Sunday, January 29, 2017

Idaho Supreme Court abandons actual innocence requirement for legal malpractice actions against former criminal defense attorneys

Just about a year ago I reported (here) that the two most recent decisions on whether a convicted criminal defendant had to prove actual innocence in order to recover for malpractice against his or her former lawyer had broken away from the majority view on the issue.  A few months later, however, the Washington State Supreme Court reversed the trend by adhering to the majority view and holding that a criminal defendant must establish actual innocence to sue the defense attorney for malpractice.

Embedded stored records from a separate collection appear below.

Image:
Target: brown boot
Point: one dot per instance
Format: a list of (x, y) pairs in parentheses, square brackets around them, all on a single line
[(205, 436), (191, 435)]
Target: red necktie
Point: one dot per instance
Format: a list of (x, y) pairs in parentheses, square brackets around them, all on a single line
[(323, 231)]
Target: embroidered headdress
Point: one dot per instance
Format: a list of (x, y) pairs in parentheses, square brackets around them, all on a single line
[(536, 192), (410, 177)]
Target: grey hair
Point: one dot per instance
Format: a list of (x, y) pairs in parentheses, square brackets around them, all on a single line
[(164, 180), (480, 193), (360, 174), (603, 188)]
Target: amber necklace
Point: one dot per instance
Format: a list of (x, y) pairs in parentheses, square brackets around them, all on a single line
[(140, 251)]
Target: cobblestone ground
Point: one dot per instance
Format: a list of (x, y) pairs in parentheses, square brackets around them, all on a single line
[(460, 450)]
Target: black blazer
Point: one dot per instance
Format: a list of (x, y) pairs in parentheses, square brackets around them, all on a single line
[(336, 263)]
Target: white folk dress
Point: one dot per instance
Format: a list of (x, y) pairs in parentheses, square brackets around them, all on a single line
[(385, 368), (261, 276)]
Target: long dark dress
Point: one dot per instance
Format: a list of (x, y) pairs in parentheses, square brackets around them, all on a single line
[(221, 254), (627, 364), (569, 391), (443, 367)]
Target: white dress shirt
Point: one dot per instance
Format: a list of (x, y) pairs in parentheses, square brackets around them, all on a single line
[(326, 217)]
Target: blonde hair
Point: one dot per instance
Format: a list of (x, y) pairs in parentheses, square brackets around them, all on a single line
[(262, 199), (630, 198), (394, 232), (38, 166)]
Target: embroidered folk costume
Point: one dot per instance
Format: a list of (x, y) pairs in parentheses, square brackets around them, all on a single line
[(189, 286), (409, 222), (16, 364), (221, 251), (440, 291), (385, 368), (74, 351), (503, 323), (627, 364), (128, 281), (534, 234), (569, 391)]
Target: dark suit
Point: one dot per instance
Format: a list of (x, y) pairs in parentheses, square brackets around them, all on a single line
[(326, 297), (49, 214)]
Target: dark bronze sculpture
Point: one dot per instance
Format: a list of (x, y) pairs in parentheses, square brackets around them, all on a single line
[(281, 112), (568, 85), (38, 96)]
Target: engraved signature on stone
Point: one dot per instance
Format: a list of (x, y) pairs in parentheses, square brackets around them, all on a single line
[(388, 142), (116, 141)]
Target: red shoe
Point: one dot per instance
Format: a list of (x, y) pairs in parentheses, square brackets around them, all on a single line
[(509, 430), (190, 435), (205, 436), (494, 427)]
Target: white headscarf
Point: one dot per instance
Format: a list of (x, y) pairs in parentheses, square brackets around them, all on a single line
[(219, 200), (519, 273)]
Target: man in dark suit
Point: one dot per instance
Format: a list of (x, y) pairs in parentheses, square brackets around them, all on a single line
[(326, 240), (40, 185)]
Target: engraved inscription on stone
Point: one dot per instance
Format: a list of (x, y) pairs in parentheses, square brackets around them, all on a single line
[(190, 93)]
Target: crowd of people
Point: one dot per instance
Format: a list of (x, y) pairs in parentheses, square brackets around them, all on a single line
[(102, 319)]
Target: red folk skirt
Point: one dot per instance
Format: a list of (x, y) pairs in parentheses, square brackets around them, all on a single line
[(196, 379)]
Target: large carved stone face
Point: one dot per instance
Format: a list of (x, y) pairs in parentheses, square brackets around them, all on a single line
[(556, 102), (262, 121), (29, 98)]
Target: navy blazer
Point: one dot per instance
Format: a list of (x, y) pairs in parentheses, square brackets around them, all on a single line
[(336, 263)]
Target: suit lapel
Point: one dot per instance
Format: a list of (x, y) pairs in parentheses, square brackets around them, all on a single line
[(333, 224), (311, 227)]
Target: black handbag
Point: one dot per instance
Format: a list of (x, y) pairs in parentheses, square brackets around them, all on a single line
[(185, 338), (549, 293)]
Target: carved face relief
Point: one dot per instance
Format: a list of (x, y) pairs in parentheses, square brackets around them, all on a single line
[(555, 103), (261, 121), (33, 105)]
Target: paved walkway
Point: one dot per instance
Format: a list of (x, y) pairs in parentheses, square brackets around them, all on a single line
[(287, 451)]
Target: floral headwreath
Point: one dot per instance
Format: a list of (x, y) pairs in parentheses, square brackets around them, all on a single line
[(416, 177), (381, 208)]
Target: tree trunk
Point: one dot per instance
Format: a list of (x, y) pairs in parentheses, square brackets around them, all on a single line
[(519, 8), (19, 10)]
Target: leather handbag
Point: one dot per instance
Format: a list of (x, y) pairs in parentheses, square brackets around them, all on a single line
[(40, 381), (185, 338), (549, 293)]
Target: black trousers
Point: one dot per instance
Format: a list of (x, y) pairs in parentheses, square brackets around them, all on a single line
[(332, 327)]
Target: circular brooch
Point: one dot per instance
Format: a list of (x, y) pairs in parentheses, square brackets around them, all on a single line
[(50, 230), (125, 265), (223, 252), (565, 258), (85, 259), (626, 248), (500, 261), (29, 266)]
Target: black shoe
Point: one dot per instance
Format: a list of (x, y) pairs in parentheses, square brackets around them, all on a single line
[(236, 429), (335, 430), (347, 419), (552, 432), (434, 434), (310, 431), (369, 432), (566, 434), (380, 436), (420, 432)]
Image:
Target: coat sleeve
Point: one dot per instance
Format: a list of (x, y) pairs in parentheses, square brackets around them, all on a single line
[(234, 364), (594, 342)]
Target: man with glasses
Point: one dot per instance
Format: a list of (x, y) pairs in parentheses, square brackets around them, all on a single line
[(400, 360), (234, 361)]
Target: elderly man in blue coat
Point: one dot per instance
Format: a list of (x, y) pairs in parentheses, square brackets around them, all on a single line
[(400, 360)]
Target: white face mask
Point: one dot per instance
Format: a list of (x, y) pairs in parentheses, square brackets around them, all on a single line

Now comes news that last week the Idaho Supreme Court has abandoned the actual innocence rule in a case called Molen v. Christian.  In part, the court concluded:
We hold that actual innocence is not an element of a criminal malpractice cause of action. Requiring a criminal malpractice plaintiff to prove actual innocence is contrary to the fundamental principle that a person is presumed innocent until proven guilty beyond a reasonable doubt. Further, a criminal defendant can be harmed separately from the harm he or she incurs as a result of being guilty of a crime. . . .  Additionally, as a practical matter, requiring actual innocence would essentially eliminate a defense attorney’s duty to provide competent counsel to a client he or she knows to be guilty. For the foregoing reasons, we hold that actual innocence is not an element of a criminal malpractice cause of action.
This means that three of the last four jurisdictions to consider the issue have rejected the majority approach, which makes me wonder if what is the majority has now shifted.  I have not done a state by state survey recently, so I don't know for sure.  However, I have not read anyone make that claim yet, so I assume the majority approach is still to require a showing of actual innocence.  If someone has information about the actual count of how many states follow each approach, please let me know. 

Thursday, January 26, 2017

Illinois Supreme Court adopts 'proactive management-based regulation'

Yesterday, the Illinois Supreme Court announced rule amendments that make Illinois the first state to adopt so-called “proactive management based regulation” (PMBR), a system designed to prevent ethical missteps by requiring lawyers without malpractice insurance to review their operations. For the text of the changes, see Amended Rule 756(e).  The Illinois State Bar Association website has more detailed information about the program here.